À 36 ans, en arrêt de travail pour dépression, Martine a vu sa libido tomber à zéro du jour au lendemain. Pourtant, avant qu'elle commence à prendre des antidépresseurs, elle et son conjoint filaient le parfait bonheur au lit. «Le sexe n'avait jamais été un problème entre nous. Nous avions toujours été pas mal sur la même longueur d'onde. Puis, je suis tombée malade, j'étais triste, déprimée. Mon médecin m'a prescrit des médicaments et l'envie de faire l'amour s'est faite de plus en plus rare. Nous mettions ça sur le compte de ma dépression. Il a fallu que je change de médecin pour apprendre enfin que le problème venait surtout des antidépresseurs qu'on m'avait prescrits. Malheureusement, Sylvain, lui, était déjà parti.»

Partout, les sexologues et chroniqueurs santé parlent de l'importance d'entretenir le désir sexuel pour avoir une vie de couple harmonieuse. Mais pour certaines personnes, touchées par la maladie ou contraintes de prendre des médicaments, le défi est considérable. C'est que la libido est plus qu'une simple affaire d'émotions. En fait, explique la Dre Marie-Josée Dupuis, gynécologue obstétricienne au CHUM, «le désir sexuel est un mécanisme complexe dont ne connaît pas véritablement le point de départ. Et, même si la science n'est pas encore fixée quant au fonctionnement de la libido, l'hypothèse la plus solide veut qu'elle soit liée autant au partenaire qu'aux hormones.» Sur le plan hormonal, le désir sexuel serait en grand partie gouverné par les androgènes (hormones mâles), tant chez les femmes que chez les hommes. Une insuffisance à ce niveau mènerait à une baisse de l'appétit sexuel. Selon des études plus récentes, d'autres hormones seraient par ailleurs en cause chez les femmes, dont l'hormone folliculo-stimulante (FSH). «Cette hormone, précise la Dre Dupuis, est sécrétée en continu avec certaines pointes, notamment au moment de l'ovulation, et de nombreuses femmes vivent une hausse spontanée de leur désir sexuel à ce moment de leur cycle.»

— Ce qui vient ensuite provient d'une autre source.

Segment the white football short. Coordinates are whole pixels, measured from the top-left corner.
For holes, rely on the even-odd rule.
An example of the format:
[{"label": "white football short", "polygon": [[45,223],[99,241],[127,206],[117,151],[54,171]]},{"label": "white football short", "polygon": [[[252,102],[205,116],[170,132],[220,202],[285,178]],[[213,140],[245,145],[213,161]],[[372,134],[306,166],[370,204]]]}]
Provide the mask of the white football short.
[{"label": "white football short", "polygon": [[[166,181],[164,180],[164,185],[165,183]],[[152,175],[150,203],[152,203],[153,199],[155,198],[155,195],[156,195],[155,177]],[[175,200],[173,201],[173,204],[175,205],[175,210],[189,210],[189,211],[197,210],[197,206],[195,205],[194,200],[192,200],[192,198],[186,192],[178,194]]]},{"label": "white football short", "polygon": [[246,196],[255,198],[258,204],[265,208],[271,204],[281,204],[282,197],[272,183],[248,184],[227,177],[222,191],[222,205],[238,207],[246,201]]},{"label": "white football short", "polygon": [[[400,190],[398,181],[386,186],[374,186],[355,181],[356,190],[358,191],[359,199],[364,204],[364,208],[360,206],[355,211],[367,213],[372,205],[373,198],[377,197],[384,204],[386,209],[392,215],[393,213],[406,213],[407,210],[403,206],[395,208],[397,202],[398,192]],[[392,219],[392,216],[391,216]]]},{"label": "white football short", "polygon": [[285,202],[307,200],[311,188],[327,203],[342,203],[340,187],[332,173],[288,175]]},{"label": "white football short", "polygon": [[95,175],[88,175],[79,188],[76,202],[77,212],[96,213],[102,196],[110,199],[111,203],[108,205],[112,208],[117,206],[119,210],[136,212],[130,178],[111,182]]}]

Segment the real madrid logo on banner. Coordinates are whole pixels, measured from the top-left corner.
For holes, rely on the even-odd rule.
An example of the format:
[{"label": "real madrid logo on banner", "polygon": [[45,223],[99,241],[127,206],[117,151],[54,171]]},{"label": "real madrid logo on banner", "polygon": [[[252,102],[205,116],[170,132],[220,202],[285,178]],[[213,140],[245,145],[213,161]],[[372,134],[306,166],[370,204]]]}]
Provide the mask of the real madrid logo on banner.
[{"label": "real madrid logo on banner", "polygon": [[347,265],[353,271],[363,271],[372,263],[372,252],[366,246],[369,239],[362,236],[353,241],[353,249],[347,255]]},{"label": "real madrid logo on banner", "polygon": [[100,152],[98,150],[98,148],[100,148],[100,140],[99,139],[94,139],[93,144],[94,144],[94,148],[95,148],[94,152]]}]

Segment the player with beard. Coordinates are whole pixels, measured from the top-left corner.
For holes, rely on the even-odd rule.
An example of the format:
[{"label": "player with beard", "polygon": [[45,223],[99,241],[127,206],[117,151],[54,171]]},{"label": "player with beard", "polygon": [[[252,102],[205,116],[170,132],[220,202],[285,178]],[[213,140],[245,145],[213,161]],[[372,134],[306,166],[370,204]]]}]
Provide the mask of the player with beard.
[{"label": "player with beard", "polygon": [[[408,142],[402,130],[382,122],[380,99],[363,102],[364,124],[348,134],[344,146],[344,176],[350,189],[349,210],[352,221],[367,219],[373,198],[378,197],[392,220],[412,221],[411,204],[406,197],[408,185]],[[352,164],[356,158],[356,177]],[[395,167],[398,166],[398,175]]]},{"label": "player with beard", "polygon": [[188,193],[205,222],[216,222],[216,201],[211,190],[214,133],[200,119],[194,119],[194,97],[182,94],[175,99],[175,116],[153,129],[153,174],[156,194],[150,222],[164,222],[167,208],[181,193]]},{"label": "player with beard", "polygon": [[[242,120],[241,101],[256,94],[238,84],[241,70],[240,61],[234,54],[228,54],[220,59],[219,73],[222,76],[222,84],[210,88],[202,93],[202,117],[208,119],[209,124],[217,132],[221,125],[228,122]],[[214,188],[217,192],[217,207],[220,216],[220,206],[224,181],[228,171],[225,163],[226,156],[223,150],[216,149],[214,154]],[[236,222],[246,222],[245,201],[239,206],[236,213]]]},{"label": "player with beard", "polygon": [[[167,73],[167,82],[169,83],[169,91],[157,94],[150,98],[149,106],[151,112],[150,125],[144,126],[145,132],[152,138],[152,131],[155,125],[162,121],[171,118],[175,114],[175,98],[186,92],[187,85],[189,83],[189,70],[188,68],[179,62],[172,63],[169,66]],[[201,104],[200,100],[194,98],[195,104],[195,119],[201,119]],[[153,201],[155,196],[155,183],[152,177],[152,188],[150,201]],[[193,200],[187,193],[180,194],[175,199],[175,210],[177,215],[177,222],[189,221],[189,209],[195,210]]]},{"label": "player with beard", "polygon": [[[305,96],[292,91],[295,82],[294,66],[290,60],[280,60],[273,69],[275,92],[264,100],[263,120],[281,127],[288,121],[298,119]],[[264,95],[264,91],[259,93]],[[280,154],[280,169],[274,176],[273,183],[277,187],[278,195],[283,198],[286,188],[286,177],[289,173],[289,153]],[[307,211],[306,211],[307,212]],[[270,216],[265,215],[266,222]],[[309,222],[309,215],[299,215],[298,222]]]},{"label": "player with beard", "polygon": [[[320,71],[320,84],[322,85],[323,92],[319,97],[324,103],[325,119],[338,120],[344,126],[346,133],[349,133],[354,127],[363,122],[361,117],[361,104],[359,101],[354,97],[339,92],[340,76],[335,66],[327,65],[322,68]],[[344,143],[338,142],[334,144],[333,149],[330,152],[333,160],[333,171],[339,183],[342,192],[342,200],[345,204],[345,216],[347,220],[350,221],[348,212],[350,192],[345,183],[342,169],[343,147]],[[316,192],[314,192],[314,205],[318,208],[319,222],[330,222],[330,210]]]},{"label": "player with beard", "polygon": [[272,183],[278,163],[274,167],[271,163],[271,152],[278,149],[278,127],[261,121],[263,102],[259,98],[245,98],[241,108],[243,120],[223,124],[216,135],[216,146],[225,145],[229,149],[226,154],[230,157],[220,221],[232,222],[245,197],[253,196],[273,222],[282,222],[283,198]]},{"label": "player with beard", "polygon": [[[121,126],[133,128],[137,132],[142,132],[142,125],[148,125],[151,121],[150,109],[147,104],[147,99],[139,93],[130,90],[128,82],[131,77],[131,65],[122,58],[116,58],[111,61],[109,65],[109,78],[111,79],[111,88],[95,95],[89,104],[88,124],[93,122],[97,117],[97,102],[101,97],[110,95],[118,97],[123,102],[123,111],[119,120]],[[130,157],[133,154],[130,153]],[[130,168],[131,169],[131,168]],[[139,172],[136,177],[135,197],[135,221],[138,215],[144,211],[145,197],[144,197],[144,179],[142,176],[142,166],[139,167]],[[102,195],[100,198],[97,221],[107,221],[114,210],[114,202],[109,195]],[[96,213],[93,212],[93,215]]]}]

La libido est dans la tête
Le cerveau est le centre du désir sexuel, plus précisément le lobe limbique (situé au coeur du cortex cérébral). C'est là que sont gérés les signaux relatifs au plaisir, dont le plaisir sexuel. Selon Sylvie Henry, sexologue clinicienne, la principale différence entre les hommes et les femmes sur le plan de la libido réside dans le taux d'hormones. «Les hommes, dit-elle, sécrètent sept fois plus d'androgènes que les femmes. Leurs hormones les influencent par conséquent plus que les facteurs extérieurs, et ils ont naturellement une libido plus active.» Inversement, «chez les femmes, la libido est la première chose qui disparaît quand ça ne va pas bien, résume la Dre Dupuis. Pour ressentir le désir, les femmes ne doivent vivre ni stress, ni douleur, ni colère. Chez elles, tout est étroitement lié, et l'équilibre est extrêmement fragile.»

Alors, comment distinguer une perte de libido passagère, due au contexte émotif, et une situation plus grave, causée par la maladie? Selon la Dre Dupuis, il faut en parler avec notre médecin, même si l'exercice peut s'avérer difficile. «Par méconnaissance, certains médecins disent à leur patiente que le problème se résorbera avec le temps, qu'il suffit de se détendre ou, pire encore, que c'est dans leur tête. Si c'est le cas, il faut vite changer de médecin! Quand une patiente affirme qu'elle n'a plus envie de faire l'amour avec son partenaire en ce moment, mais qu'elle croit que les choses seraient autrement si elle partait demain matin en vacances avec cette même personne, le problème n'est vraisemblablement pas physique, mais plutôt psychologique ou émotionnel. Dans le cas contraire, il faut investiguer, et un bon médecin le fera.» Quant à savoir à quel moment il est approprié de consulter, la Dre Dupuis conseille de se laisser guider par notre bien-être. «Chaque personne a sa manière de vivre sa sexualité. Des gens peuvent être en couple pendant des années et n'avoir que très rarement envie de faire l'amour tout en étant entièrement satisfaits. D'autres ont des relations sexuelles fréquentes. L'important est d'être bien. Si ce n'est pas le cas, si on s'interroge, si on sent que quelque chose a changé, il faut consulter.»